Here you can see Dominique Rodgers-Cromartie against Mohammad Sanu. It's tight one-on-one coverage, it's a battle between two men for the ball, almost by any means necessary. Sanu made this catch, with Rodgers-Cromartie blanketing him, hand in his face, and ultimately on the ball. If Sanu can do this again all year, it'll be a boon for the Bengals' receiving corps.
During most practices, teams will "scrimmage" each other multiple times. They're not scrimmages that count for points, the yards gained don't matter, there isn't even much hitting outside of the battles in the trenches. These scrimmages are just to line up a play against another player, for the quarterback to read the coverage, the defense to read the play being run by the offense, running backs to read their lineman. It's just another thing that isn't quantifiable, and seeing a running back break down the field, doesn't necessarily mean that running back should be the starter, but in the spur of the moment analysis world we live in, most people automatically anoint them. Defenses are typically not allowed to tackle during these scrimmages, but you can see how the ball is moved, and how the defenders react, and that's exciting.
Training camp involves a lot of playing around with formations and play calls because... Well... They can. Putting players outside of their comfort zone, testing them in different positions, all things that will never show up on a stat sheet. It's part of the strategic war that is football.
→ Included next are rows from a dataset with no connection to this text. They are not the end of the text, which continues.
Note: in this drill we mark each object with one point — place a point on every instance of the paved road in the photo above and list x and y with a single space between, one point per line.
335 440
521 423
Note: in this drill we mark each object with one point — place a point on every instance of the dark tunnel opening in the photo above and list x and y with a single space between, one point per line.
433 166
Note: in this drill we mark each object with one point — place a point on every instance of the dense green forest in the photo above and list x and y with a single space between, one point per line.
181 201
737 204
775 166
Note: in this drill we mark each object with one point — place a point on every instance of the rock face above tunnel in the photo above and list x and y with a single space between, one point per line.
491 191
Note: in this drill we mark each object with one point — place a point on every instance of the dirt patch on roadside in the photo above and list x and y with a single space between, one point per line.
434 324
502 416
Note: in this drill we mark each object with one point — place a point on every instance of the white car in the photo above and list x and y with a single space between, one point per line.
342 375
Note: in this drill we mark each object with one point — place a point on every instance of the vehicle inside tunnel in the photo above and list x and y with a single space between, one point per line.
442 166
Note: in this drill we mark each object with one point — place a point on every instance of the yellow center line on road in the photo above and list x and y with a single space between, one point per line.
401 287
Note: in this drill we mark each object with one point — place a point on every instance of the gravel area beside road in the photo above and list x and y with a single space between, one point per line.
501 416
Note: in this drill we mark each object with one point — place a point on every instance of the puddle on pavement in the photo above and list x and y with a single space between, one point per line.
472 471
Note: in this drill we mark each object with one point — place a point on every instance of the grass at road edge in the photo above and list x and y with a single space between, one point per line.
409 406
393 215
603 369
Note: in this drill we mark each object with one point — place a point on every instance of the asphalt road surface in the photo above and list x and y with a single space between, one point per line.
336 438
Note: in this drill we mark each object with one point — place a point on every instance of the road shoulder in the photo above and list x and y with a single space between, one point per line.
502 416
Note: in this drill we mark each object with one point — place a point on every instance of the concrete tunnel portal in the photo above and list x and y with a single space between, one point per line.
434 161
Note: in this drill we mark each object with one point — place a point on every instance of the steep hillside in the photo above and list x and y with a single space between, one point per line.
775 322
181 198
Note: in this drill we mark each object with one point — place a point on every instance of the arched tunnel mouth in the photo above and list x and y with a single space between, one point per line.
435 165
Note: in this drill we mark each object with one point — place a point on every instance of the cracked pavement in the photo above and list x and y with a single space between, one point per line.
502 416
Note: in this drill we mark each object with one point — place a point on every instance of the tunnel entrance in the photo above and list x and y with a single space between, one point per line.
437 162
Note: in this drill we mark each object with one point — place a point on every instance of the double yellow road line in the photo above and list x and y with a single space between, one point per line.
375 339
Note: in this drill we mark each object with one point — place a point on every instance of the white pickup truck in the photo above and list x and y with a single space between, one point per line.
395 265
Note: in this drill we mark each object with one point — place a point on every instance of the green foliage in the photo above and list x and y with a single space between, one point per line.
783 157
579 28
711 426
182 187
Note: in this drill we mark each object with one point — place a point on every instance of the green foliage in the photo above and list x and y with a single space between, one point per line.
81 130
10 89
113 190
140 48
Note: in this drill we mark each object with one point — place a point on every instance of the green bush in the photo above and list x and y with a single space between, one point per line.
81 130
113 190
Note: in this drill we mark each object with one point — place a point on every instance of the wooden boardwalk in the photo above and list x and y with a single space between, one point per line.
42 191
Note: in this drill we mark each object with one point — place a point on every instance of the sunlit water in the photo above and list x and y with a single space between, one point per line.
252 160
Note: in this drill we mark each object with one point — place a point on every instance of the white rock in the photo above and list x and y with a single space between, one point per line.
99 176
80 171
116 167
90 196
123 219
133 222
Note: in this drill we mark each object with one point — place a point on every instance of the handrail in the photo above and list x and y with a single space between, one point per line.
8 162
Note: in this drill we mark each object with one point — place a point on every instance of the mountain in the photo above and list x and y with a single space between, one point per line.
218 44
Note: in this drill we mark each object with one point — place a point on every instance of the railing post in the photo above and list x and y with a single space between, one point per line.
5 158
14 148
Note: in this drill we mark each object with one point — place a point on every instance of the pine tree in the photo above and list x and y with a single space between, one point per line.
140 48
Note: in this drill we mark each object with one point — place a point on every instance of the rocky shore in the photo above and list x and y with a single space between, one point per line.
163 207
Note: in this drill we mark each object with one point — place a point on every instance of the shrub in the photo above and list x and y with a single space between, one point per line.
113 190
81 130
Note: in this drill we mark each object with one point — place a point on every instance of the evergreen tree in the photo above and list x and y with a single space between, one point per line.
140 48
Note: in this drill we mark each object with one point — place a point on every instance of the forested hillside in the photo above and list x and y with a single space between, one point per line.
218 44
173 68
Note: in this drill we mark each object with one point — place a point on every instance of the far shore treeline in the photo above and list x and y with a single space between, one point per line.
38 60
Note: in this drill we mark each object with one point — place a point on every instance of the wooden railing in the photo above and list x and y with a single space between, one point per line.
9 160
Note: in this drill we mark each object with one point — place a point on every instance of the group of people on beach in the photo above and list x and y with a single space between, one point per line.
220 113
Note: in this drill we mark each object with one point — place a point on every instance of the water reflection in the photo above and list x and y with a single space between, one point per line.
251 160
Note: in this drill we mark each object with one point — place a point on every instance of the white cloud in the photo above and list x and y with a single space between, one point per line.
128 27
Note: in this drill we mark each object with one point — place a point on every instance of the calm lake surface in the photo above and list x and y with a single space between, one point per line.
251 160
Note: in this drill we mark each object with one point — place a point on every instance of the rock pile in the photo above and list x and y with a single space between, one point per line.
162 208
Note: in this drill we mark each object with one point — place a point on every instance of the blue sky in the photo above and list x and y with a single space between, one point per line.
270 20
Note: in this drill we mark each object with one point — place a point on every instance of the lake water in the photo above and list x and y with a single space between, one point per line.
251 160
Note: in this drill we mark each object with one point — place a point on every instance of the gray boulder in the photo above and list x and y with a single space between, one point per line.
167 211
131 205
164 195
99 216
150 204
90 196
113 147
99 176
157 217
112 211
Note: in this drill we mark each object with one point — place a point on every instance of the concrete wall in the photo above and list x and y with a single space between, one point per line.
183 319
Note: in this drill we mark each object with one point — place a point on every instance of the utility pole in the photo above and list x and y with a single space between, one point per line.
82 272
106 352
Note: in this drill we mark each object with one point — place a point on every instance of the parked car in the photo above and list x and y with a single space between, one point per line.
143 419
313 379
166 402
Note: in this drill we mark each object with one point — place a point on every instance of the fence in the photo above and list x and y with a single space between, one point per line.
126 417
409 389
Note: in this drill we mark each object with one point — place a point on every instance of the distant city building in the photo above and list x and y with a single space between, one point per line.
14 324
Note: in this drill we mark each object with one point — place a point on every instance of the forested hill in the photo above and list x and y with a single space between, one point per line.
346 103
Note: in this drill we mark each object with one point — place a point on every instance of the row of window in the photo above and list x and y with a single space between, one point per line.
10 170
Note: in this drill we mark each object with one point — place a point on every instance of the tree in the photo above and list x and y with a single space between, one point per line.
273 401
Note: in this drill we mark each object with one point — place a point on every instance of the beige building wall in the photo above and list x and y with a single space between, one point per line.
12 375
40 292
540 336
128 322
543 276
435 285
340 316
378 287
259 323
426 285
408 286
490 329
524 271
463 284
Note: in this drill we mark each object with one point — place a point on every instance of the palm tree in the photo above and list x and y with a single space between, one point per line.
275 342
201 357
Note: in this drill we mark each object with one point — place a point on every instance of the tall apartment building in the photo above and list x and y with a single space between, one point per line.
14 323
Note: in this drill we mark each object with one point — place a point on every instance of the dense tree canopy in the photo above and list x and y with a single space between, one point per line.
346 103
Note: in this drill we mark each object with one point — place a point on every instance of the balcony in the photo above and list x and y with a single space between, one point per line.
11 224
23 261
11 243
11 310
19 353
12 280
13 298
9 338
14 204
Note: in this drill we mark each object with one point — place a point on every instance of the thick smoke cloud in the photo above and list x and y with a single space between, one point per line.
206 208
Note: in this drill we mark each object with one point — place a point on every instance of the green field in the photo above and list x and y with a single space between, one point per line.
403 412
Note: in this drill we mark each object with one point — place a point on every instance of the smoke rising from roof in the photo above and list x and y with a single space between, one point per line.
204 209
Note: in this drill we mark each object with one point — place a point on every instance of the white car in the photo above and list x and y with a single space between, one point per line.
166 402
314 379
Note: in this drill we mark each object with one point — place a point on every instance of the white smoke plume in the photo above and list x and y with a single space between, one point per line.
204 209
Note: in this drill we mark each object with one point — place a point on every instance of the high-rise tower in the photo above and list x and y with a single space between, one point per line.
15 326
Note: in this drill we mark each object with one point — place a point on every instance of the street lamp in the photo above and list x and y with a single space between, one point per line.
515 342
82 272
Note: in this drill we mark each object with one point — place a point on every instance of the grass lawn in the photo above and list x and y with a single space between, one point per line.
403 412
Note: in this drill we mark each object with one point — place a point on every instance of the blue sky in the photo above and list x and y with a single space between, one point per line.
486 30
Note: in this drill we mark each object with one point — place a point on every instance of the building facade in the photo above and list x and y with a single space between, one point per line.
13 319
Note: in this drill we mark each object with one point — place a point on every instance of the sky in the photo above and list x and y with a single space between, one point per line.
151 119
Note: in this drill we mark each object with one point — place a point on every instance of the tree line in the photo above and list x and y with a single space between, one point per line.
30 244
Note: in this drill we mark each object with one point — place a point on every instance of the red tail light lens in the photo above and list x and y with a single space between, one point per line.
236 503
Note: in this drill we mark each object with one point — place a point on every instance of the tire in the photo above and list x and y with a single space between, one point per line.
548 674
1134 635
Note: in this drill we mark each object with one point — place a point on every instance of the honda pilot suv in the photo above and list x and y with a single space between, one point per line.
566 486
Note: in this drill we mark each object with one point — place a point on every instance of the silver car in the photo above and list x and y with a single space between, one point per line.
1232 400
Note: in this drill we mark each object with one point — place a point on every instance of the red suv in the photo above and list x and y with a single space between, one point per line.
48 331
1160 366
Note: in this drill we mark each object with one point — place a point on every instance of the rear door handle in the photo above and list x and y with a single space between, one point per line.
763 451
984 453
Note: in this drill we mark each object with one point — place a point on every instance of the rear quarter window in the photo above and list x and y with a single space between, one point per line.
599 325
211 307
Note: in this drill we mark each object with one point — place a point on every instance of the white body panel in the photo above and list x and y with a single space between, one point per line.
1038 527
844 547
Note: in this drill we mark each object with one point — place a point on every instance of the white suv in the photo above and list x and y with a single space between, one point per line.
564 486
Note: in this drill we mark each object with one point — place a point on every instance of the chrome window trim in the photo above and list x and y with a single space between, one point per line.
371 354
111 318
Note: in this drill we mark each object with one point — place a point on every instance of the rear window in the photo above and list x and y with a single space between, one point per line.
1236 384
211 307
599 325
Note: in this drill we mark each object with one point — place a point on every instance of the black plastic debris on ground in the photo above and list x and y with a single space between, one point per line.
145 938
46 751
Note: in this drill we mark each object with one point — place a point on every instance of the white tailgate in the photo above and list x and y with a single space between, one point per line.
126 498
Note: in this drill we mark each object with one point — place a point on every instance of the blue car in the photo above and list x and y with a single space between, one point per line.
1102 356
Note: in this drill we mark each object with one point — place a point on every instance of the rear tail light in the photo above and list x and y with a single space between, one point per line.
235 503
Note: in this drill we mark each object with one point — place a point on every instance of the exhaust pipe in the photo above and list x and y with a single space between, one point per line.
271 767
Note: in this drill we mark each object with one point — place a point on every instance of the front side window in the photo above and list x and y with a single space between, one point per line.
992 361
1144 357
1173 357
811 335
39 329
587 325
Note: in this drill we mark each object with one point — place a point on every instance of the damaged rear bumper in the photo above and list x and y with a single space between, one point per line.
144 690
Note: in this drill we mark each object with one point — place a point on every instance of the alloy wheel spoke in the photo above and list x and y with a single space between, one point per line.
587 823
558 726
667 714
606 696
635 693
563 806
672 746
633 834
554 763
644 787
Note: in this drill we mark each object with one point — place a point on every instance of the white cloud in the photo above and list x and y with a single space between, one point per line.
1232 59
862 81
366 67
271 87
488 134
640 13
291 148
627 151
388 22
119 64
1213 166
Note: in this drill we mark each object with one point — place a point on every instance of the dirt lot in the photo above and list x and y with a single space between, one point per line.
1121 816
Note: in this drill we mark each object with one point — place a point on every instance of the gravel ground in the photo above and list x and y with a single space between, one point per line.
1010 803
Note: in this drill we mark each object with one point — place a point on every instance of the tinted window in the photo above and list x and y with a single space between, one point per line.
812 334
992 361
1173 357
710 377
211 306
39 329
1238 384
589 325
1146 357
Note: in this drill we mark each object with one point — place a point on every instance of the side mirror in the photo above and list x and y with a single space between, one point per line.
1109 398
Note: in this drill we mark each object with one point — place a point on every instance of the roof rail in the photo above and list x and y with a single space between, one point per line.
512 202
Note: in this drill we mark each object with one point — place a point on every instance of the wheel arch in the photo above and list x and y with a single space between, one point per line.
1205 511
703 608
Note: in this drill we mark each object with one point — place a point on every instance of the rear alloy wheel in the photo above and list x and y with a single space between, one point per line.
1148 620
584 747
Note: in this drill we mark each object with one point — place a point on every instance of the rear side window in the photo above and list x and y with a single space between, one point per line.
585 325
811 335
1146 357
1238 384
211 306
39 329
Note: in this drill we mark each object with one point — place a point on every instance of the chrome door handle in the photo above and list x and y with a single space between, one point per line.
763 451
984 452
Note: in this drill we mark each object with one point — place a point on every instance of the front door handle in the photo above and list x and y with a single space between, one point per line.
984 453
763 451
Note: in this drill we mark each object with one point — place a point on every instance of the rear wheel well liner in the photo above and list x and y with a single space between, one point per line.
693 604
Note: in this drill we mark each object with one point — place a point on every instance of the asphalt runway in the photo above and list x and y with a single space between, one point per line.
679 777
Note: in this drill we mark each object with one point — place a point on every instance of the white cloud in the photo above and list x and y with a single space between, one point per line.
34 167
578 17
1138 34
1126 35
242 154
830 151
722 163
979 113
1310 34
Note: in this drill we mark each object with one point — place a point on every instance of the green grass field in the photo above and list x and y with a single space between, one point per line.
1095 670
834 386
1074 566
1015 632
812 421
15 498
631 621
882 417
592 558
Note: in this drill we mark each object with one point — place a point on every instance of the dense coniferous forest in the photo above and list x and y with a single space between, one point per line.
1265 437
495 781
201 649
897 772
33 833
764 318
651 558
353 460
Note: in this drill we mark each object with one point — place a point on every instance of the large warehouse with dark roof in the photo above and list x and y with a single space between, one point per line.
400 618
Next time you watch a preseason game, don't focus your attention on the yards gained, or the numbers at the end of a drive/quarter. Watch how those yards are gained, the blocking of the lineman, and how the running back finds the hole. Look for where the open guy was when the quarterback threw the ball to him, and how the defenders may have beaten the offensive line to get in the quarterback's face. See how the safeties and linebackers rotate to the ball, changing things before the snap to throw off the reads of offensive players. You will be amazed at how much more you learn than you did by looking at the numbers.